About 50 million of us in the United States have a secret, hidden handicap: chronic pain.
Yet we, myself included, dissemble well. When we put down our crutches, walkers, and the outside accouterments of disability, people might never guess what we are contending with. We hide the pain behind the mask of a smile and suppress it artfully in our interactions. But the cost is high: The toll of dealing with pain and its concomitant afflictions — day in and day out, week in and week out, month in and month out — is often unbearable.
Pain saps our energy and kills our sleep. It’s enraging in its stealth. In addition to hand arthritis, I struggle with back and hip pain, which become worse as the day progresses — the more I move and walk, the more pain I am in. I start the day feeling normal, but through simple tasks like getting breakfast, getting cleaned up, and walking around the house, I agitate the Pain Gods. They are out for me.
Noon is my witching hour, and the name of the game then becomes “fight and contend.” I marshal all of my psychological strength and all my techniques: medicine, lidocaine patches, more medicine, stretching, rest, and sitting on the heating pad. These are my temporary bandages until the pain gets to be too great and it’s time for meditation and a nap. Alongside this battle, I try to accomplish my “other life” — to be a loving spouse and a writer, complete chores of the day, and make phone calls to doctors to inquire about different solutions.
Struggles like these are enough to make those of us with chronic pain irritable, angry to the point of enraged, and desperately sad. At times, we get depressed enough to question the value of our lives. Before I found the right combination of medications for myself, the thought “I wish I were dead” kept coming for me even as I battled with all swords blazing to chase down treatments that might be more helpful with my pain.
To this day, I sometimes find myself embarrassed, even ashamed, at my disability, which limits me from being more active, walking with my friends, engaging in active hobbies, and generally participating more fully each day in my life.

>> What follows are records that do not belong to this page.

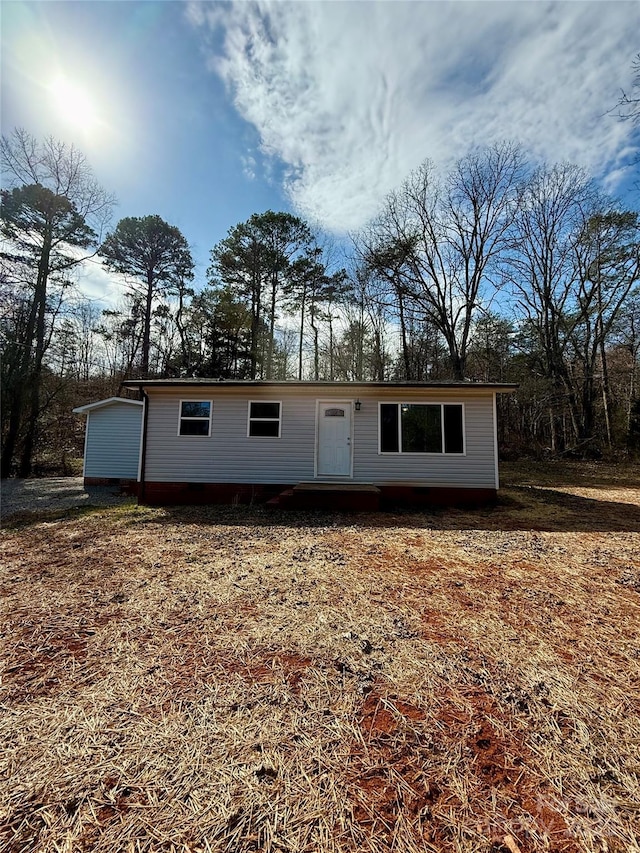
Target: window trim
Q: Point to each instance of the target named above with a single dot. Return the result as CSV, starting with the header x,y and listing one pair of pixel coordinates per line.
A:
x,y
400,451
181,418
277,420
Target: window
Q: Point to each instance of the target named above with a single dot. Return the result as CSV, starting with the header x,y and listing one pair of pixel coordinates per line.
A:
x,y
195,417
264,420
421,428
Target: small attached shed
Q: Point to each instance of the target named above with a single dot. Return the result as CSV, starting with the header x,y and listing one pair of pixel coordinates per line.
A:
x,y
112,442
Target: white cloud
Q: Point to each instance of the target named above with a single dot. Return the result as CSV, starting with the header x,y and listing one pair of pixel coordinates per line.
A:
x,y
351,97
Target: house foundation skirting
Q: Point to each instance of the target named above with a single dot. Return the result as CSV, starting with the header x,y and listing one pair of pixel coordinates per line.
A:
x,y
166,494
126,486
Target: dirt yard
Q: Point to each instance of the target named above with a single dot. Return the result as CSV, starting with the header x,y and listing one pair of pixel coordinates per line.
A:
x,y
229,679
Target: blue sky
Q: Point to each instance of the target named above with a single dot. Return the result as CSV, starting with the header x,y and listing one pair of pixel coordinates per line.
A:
x,y
205,113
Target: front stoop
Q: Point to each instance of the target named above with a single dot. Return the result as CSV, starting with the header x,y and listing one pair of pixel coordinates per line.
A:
x,y
352,497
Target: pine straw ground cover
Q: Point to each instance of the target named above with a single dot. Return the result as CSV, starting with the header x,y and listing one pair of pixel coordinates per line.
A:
x,y
228,679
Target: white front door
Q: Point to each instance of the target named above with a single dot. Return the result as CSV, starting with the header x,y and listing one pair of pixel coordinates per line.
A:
x,y
334,439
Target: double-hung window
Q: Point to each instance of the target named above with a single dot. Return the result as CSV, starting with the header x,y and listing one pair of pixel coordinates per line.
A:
x,y
264,419
195,417
421,428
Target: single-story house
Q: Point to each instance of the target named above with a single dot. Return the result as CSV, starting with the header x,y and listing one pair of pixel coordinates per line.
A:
x,y
309,443
112,442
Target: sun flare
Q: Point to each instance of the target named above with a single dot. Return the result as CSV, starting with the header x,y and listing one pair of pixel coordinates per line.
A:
x,y
73,103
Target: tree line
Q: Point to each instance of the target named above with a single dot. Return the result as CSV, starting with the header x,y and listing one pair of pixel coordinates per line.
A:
x,y
493,270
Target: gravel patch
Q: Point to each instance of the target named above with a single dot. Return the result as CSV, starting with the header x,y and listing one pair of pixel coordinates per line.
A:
x,y
54,493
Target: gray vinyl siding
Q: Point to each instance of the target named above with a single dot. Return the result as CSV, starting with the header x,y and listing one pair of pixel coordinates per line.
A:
x,y
228,455
112,447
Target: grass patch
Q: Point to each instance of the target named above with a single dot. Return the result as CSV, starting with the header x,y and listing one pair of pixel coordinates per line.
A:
x,y
227,679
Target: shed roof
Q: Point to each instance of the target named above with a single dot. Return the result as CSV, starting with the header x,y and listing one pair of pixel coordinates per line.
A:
x,y
110,401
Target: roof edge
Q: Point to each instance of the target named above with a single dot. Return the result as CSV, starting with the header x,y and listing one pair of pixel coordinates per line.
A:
x,y
99,404
505,387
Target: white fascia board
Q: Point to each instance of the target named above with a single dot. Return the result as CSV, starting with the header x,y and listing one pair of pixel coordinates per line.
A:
x,y
90,407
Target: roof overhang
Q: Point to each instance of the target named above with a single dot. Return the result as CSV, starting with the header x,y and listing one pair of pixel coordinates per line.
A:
x,y
497,387
100,404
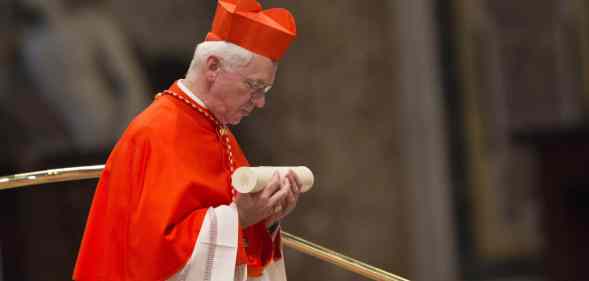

As a (now retired) psychiatrist, I’ve tried to figure out why this shame creeps up in me. I recognize that embarrassment and its bullying companion shame are normal reactions to not being able to smoothly fit in and take care of myself. We strive from a young age to be independent but, at the same time, to be like others. In adolescence, we want to be different but only in the ways that we choose to be different. We try to fit in and conform closely to the norm of our friends. If we are lucky, as we enter a later phase of life, we try to define ourselves according to our own life goals.
Even so, our society prizes being fit, flexible, and fast. Those of us who differ, who fall outside the bounds of “normal” and look different or need special help or stand out because of our disability — we, the slow and lame — resent it. Even if we wish to, we can no longer slide in unnoticed among our peers.